En una semana donde uno de los responsables de la CGT, Carlos Acuña y el ex triunviro Juan Schmid coincidieron en que están dadas las condiciones para decretar un paro general, pero “lamentando” sobre todo la “fragmentación” del movimiento obrero como exaltó Schimd, la cuestión jubilados sumó una nueva luz de alarma. No ya porque la canasta de gastos hace trizas el haber mínimo y los jubilados no recibieron un centavo en el bono de fin de año que la Casa Rosada aplicó por DNU en rango obligatorio pero de concreción escasa, sino porque el capítulo reforma laboral/previsional tiene un bonus track más en la dura saga: la edad de retiro.

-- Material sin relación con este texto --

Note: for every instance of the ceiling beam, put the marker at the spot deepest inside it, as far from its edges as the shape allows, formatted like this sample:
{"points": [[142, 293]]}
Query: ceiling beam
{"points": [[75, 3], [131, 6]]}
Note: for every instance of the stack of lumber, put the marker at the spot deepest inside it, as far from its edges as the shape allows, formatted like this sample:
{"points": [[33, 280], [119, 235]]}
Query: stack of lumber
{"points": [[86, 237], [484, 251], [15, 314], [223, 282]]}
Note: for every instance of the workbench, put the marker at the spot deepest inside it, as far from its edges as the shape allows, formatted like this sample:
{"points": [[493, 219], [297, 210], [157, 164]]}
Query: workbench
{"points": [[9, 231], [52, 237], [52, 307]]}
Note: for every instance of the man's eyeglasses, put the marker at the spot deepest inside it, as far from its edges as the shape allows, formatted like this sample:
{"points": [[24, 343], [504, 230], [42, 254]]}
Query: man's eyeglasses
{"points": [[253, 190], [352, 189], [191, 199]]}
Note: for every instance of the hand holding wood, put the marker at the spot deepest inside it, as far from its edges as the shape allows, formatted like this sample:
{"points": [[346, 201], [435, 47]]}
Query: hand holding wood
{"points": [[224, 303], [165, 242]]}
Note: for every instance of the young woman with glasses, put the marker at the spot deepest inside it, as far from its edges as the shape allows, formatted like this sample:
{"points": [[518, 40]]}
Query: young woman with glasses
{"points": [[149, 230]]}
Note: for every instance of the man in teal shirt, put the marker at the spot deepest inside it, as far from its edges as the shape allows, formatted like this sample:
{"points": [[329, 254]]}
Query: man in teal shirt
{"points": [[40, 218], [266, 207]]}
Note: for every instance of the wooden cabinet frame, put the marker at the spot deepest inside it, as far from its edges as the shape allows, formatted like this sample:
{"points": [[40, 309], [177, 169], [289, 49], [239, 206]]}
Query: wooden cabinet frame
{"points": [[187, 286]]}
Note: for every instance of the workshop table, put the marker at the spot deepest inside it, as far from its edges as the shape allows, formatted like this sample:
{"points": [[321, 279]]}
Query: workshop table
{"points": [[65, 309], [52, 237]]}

Si bien no existe texto redactado desde la tropa de Lagarde con la Argentina como destinatario exclusivo, los tópicos tienen calce perfecto en cuanto a naciones de reciente endeudamiento con el FMI para el caso de nuestro país el “requisito” básico quedó implícito en la firma del acuerdo por u$s 57.100 M. Los analistas de Lagarde sugieron subir en 5 años la edad jubilatoria, y desde ya reducir el haber mínimo que vale acotar recién superará los $10.000 en marzo cuando llegue a $10.400. Tanto en los foros de economistas afines al modelo Cambiemos, que consideran “inviable” el sistema de reparto, como en los defensores del esquema que finalizó en diciembre de 2015, el Congreso será testigo de un debate que además de acalorado puede jugar un rol destacado en un año electoral.
Desde su análisis global el FMI recomienda tomar en cuenta que la tasa de natalidad mundial es la más baja histórica, la población envejece con dinámica constante y además con mayor expectativa de vida y las cajas de los Estados no alcanzan a equilibrar su balance.
Profetizan inclusive que en 30 años los actuales mecanismos de jubilación y sustento serán inaplicables.
No es un detalle menor respecto a que en cuestión de léxico se defina a que el promedio de pensiones “incrementará en gasto público” a un promedio de entre 1 y 2,5 puntos del PIB en 2050, deprimiendo el ahorro público. De allí que las generaciones más jóvenes demandarán que los países estén obligados a ahorrar más para abonar futuros beneficios si la decisión es mantener el beneficio/derecho consagrado de la jubilación.